Are you absolutely certain that the "grittiness" is caused by the cheese not melting, and not because the sauce is curdling? If you cook it too long or too fast, that is what will happen.
If you must use the Kraft stuff (personally, I think it has no flavour compared to real Reggiano), try melting the cheese on low heat in a very small amount of cream first, before you add it to the main sauce pan. If it's still gritty, either it's curdling or you need to use a better cheese.
Sunflower lecithin (sorry, best link I could find) is gaining in popularity as an alternative to soy lecithin because it is widely perceived to have a neutral taste and actually has superior emulsifying properties. It's a little on the expensive side, though.

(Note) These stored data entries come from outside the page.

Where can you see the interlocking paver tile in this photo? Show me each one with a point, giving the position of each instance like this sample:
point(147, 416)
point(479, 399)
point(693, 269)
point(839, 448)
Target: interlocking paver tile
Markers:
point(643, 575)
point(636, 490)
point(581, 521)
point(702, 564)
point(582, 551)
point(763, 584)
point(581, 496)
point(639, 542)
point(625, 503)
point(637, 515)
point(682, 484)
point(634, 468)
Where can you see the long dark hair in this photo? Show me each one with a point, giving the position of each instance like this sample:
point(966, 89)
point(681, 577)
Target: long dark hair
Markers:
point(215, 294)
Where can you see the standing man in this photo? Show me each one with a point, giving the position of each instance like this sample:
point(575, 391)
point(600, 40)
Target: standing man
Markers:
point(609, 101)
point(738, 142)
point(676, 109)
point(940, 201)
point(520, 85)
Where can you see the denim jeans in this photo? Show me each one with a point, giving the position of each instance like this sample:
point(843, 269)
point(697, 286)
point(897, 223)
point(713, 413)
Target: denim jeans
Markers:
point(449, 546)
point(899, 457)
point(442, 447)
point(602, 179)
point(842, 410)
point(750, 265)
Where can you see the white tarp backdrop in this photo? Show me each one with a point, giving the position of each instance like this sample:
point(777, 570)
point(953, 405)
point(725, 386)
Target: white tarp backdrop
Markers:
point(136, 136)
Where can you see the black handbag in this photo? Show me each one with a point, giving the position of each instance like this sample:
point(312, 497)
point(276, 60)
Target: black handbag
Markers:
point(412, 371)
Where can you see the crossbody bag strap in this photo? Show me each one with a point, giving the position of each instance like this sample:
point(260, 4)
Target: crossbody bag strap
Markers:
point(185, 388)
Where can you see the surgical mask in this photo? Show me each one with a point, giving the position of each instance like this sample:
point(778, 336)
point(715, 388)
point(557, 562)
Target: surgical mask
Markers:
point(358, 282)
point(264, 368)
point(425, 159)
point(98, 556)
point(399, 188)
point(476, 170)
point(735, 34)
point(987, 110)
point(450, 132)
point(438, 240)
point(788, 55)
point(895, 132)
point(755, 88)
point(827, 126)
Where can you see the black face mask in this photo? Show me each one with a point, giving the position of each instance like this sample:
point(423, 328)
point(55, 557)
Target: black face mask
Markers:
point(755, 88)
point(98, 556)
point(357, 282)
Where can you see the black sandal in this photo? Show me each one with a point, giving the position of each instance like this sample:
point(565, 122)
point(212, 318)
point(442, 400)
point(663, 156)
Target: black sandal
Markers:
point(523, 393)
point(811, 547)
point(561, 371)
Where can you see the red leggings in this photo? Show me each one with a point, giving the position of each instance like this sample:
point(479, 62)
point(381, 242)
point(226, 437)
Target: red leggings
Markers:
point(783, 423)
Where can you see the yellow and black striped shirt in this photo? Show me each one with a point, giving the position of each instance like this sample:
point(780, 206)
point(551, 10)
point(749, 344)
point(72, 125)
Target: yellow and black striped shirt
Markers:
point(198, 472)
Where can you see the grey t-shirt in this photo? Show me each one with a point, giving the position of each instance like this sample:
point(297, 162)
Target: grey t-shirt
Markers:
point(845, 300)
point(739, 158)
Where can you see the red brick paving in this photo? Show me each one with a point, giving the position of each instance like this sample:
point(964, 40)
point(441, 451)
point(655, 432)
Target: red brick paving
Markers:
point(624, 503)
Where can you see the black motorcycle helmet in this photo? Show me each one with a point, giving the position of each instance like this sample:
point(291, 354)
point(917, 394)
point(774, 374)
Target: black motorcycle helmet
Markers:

Soy lecithin by itself doesn't taste horrible if you buy it as a food additive (as opposed to a nutritional supplement). It's common to find in a lot of popular frozen pasta-and-sauce dishes, such as Michelina's, which obviously must be microwaveable without the sauce curdling or separating.
Another option is Sodium Stearoyl Lactylate, if you can get hold of it. This one adds a little sweetness which is generally pleasant-tasting, or at least inoffensive. You'll find it used most often as a dough conditioner or in baked goods, but another popular use for it is in commercial sauces, although unfortunately I can't find specific examples right now.
But probably the best emulsifier for what you're trying to do here is xanthan gum. It's also used as a gelling agent, but in small quantities works as just an emulsifier. You can find it, for example, in this Bertolli Creamy Alfredo Pasta Sauce - exactly the sort of thing you're making. It's also used in the Stouffer's Alfredo sauce.
Mix in a little lecithin or xanthan gum as an emulsifier while the sauce is fresh or cooking and it's very unlikely that your sauce will separate, either in the fridge or in the microwave.
As for what you can do to specifically prevent separation while reheating, if you didn't add any emulsifiers in the first place... I really don't think there's anything you can do. If you're a slow enough eater the sauce will eventually separate right in front of you; that's just what happens when you have water and fat in the same sauce. Best to reheat on the stove top in that case, and stir frequently to prevent any further separation.
Best Answer
Generally lowfat sauces use tricks to get texture and some semblance of flavour. Starches and thickeners give the illusion of richness, while vast quantities of salt somewhat mask the lack of cheese and butter. Anyone with half a palette can tell at first taste though.
Make it seldom, but make it properly.